Vincent and Jessica Johnson, owners of The Schnitzel Bomber in Soldotna
Hunter Morrison
/
KDLL
Vincent and Jessica Johnson, owners of The Schnitzel Bomber in Soldotna

Everyone loves going out to eat. But, what if you could eat out for a good cause? Soldotna area foodies had the chance to do so yesterday as part of Hospice of the Central Peninsula’s annual Dining for Dignity fundraiser.

The organization partnered with local favorites, including Kenai River Brewing Company, Pizza Boys, Mel’s and others. A portion of the day's earnings were donated directly to the organization.

“Hospice is a really great, important organization in our community because they support families that are facing a very difficult time in their lives of loss,” said Rhonda McCormick, who is on the board of directors for Hospice of the Central Peninsula. “They support families through end-of-life and beyond, and all of their services are free. Everything hospice does is free.”

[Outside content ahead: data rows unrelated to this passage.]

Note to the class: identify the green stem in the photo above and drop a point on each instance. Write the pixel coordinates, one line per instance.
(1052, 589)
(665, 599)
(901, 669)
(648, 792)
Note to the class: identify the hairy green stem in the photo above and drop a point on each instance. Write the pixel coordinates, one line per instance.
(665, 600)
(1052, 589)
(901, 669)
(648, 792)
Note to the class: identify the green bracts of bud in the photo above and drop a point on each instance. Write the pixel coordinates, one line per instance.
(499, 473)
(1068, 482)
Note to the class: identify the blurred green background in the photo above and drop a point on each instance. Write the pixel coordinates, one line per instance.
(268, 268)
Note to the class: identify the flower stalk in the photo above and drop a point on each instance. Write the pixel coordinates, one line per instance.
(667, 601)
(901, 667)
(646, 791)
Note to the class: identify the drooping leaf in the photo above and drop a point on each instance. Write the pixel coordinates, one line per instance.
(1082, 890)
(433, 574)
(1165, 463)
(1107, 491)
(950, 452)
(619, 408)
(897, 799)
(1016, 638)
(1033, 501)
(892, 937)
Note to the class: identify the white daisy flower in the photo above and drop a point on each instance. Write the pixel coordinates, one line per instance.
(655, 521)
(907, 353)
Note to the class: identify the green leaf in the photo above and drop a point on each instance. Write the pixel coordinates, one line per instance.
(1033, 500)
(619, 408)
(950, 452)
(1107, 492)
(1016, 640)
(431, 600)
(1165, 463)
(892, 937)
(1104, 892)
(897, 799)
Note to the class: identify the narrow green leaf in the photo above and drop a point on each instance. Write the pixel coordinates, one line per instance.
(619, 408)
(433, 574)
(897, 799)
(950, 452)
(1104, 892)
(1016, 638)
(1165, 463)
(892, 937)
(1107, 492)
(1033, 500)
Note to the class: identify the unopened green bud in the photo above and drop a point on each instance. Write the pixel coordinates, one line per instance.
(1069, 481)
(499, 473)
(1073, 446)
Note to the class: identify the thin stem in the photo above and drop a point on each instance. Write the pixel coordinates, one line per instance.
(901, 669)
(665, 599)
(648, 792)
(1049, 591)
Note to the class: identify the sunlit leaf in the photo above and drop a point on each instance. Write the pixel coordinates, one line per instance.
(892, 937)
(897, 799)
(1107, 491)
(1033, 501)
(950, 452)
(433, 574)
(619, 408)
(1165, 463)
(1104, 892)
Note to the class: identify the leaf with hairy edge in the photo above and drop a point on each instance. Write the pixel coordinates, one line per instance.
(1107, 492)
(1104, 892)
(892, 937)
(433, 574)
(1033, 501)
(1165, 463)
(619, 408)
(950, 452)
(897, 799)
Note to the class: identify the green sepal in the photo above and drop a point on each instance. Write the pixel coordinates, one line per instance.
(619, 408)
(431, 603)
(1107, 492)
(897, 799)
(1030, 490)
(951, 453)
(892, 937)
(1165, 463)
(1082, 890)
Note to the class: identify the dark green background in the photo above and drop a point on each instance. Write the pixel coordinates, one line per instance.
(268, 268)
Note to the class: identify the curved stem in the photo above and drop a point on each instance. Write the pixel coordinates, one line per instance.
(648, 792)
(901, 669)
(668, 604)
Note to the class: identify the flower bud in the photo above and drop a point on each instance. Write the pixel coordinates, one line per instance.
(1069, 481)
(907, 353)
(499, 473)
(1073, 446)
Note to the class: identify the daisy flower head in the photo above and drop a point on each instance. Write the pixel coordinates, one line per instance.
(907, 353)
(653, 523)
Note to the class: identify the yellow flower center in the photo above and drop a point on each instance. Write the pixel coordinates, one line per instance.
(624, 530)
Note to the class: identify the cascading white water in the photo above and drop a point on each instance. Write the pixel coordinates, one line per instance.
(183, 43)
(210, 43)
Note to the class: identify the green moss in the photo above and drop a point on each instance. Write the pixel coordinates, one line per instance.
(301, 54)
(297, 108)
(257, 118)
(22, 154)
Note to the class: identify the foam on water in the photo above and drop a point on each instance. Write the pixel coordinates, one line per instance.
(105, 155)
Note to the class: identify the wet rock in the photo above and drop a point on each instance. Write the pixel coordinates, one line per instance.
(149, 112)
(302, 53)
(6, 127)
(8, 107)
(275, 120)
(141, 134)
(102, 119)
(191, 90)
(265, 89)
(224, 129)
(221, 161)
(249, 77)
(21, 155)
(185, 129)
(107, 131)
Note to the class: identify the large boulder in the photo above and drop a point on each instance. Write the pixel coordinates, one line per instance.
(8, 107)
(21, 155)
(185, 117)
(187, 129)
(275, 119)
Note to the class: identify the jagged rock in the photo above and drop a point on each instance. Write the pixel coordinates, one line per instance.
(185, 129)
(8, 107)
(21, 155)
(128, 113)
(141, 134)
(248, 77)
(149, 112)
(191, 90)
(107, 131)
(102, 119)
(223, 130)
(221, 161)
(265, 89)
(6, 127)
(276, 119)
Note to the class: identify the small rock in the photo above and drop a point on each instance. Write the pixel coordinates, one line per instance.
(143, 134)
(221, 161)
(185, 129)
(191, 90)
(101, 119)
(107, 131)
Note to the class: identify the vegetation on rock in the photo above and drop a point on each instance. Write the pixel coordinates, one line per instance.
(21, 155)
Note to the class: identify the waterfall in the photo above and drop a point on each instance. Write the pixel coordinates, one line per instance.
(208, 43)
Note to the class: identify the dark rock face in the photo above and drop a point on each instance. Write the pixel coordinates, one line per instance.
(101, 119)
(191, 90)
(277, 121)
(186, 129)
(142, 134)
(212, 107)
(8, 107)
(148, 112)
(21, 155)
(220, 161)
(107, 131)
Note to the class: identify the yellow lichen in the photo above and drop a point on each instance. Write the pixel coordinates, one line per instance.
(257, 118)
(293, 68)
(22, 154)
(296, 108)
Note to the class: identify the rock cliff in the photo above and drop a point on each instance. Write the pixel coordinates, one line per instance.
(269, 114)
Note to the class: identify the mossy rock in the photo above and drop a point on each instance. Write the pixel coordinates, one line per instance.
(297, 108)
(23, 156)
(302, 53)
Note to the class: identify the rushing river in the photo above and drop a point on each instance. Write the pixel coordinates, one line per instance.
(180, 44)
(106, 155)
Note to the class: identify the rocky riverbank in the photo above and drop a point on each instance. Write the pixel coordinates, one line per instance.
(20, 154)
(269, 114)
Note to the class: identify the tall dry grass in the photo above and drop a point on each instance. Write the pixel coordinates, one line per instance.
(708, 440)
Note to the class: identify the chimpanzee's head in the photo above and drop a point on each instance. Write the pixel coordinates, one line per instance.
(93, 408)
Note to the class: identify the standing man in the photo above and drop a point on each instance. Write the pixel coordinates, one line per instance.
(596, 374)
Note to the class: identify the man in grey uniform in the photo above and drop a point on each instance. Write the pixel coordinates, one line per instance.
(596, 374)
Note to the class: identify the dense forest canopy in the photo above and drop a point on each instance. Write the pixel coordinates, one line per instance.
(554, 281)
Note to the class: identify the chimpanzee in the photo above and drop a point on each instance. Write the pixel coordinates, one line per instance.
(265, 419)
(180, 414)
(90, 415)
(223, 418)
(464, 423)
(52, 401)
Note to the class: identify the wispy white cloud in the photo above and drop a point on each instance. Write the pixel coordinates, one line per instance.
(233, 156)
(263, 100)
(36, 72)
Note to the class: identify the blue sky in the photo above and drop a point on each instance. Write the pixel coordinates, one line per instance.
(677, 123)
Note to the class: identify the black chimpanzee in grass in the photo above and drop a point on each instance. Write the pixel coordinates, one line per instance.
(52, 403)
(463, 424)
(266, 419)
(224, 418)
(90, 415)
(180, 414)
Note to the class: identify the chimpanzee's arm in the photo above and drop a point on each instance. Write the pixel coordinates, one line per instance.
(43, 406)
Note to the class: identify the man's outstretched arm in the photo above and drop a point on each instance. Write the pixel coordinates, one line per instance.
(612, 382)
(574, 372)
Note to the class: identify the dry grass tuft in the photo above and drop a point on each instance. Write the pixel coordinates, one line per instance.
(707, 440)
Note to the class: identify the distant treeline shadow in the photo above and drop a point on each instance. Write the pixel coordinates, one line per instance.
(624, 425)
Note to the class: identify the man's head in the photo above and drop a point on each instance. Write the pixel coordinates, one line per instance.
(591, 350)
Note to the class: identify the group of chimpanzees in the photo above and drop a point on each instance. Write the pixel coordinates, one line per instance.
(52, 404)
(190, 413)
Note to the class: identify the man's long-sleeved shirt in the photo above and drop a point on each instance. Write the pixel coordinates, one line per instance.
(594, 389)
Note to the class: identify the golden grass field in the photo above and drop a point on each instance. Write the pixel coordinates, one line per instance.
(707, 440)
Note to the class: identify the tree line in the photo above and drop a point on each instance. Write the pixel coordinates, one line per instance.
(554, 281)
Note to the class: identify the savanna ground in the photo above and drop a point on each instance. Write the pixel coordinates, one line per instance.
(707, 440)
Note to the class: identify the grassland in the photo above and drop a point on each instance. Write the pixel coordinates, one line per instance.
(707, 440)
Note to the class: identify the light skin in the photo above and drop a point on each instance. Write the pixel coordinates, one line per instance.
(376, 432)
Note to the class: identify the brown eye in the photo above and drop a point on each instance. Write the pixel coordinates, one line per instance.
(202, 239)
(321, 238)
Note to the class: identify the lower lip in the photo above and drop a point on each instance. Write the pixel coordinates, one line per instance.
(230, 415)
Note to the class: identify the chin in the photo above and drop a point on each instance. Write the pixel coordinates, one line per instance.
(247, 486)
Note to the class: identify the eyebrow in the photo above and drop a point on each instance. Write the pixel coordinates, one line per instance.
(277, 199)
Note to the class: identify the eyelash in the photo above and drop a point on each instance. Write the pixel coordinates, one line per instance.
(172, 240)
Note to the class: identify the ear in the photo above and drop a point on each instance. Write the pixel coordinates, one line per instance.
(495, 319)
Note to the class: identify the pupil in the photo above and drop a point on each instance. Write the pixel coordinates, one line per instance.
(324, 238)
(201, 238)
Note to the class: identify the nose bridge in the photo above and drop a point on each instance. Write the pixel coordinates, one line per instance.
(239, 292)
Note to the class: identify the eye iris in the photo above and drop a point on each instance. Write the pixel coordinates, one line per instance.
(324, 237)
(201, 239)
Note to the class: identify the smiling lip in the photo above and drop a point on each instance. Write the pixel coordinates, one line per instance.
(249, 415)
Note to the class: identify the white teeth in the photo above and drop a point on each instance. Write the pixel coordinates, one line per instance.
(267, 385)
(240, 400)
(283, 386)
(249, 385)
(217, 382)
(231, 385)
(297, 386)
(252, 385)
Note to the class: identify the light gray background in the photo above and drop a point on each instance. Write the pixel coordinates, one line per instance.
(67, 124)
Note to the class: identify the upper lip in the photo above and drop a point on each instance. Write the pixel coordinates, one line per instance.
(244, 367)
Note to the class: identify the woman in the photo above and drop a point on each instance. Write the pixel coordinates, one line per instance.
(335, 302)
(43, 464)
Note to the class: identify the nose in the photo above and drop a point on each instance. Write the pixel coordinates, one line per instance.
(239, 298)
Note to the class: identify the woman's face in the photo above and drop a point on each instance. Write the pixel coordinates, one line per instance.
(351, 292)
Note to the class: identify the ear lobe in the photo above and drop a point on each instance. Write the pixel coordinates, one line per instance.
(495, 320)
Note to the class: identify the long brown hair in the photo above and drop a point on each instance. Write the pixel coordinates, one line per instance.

Services include education, personal care supplies, grief support and more.

One of this year’s Dining for Dignity participants was The Shnitzel Bomber, just off K-Beach Road. The restaurant, which is drive-through and pick-up only, specializes in serving scratch-made German-American comfort food.

While the restaurant participated in the fundraiser last year, owner and operator Vincent Johnson says this year was personal. His grandmother utilized hospice services and passed away earlier this year.

“I got to see first-hand what my mom was going through, and hospice, being able to come in and give her an hour so she didn’t have to bear the brunt of the whole thing, it means a lot,” Vincent said. “I’m very passionate and I always try to give back to the community.”

The restaurant recently suffered a major stove malfunction, resulting in their closing for nearly a week. Johnson co-owns the restaurant with his wife, Jessica. They were determined to open back up for the fundraiser.

“Even though it’s just me and him owning it, it’s the community restaurant,” Jessica said.

“They keep us going for sure,” Vincent added.

The couple says that some customers waited in the restaurant's drive-through for nearly an hour to contribute to the cause. The fundraiser brought many new customers to the restaurant, tripling their average daily business.

Although the original plan was to donate 15% of the day’s earnings to Hospice, they are thinking about increasing that amount. The restaurant hopes to donate to other groups, like veterans and teachers, in the future.

“It’s just a great partnership between all these local businesses and a local non-profit organization, and the people of our community,” McCormick said.